Le leader syndical estime que le contexte a profondément changé depuis les premières discussions sur cette réforme, dont les dispositions prises par décret devaient entrer en application de manière progressive. « Cette réforme, lorsqu’elle est apparue en 2019, la CFDT avait été extrêmement claire. Elle disait que c’était une réforme injuste. Aujourd’hui, je dis que c’était une réforme injuste et inadaptée », a insisté Laurent Berger. Seuil de rechargement des droits, bonus-malus en fonction du recours au CDD, réforme du mode de calcul de l’indemnisation pénalisant les personnes alternant les contrats courts et périodes d’inactivité, dégressivité progressive des allocations pour les plus hauts salaires : la réforme prévoyait de nombreuses pistes d’économies pour améliorer les comptes de l’Unédic et inciter au retour à l’emploi.

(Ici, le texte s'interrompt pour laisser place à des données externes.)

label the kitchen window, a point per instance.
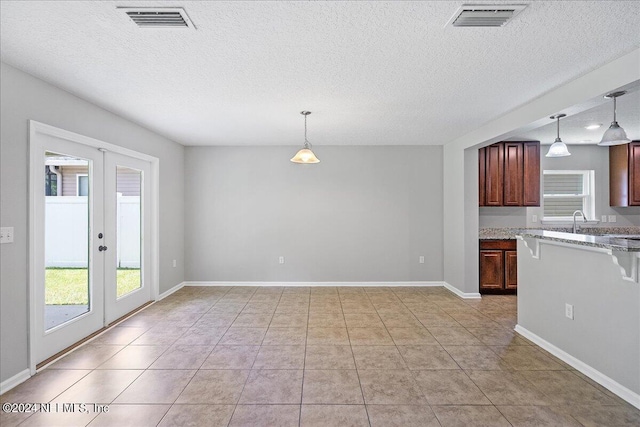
(566, 191)
(82, 185)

La dégradation brutale du marché de l’emploi, avec la crise économique et l’arrêt forcé de pans entiers de l’économie auront raison de la réforme, selon lui, face à l’envolée attendue du taux de chômage. « On va être à 10 % – et je n’espère pas plus – dans les mois à venir », a redouté Laurent Berger. « Il est hors de question d’avoir une logique de réforme d’assurance chômage qui soit totalement punitive pour les demandeurs d’emploi, qui laisse croire qu’ils profiteraient du système », s’est-il indigné.

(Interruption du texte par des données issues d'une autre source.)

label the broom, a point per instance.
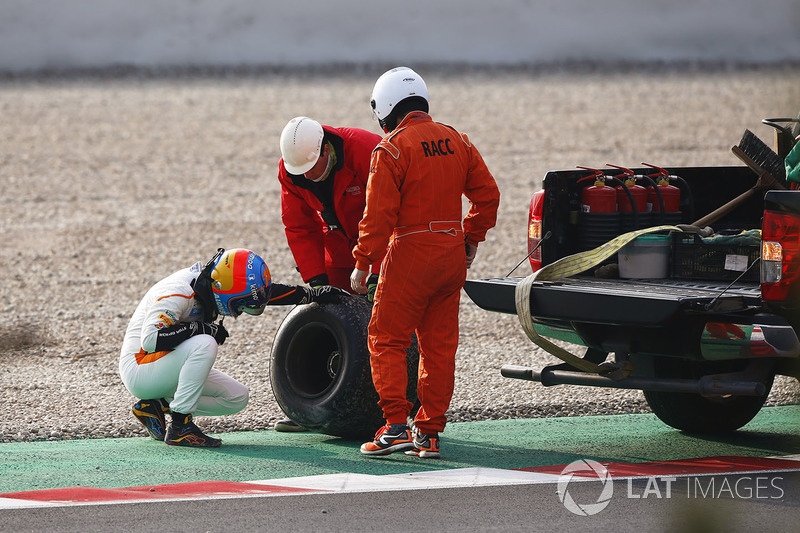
(762, 160)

« Pas de voie de passage » pour relancer la réforme des retraites
A l’approche des rendez-vous de janvier, la CFDT veut notamment « empêcher le gouvernement de faire un certain nombre de projets sur la table », comme le retour de l’allongement de 4 à 6 mois de la période minimale d’emploi sur les deux dernières années pour prétendre à une allocation.
Quant à la réforme des retraites, engagée au Parlement avant le premier confinement, Laurent Berger n’envisage pas un seul instant son retour dans l’agenda social et politique. « Clairement, il n’y a pas de voie de passage pour le faire », a-t-il observé. Le temps manque, et surtout, la conjonction des crises – sanitaires, économiques et sociales – rendrait le débat totalement impossible. « Si on veut mettre le feu, on fait une réforme paramétrique des retraites », a-t-il mis en garde.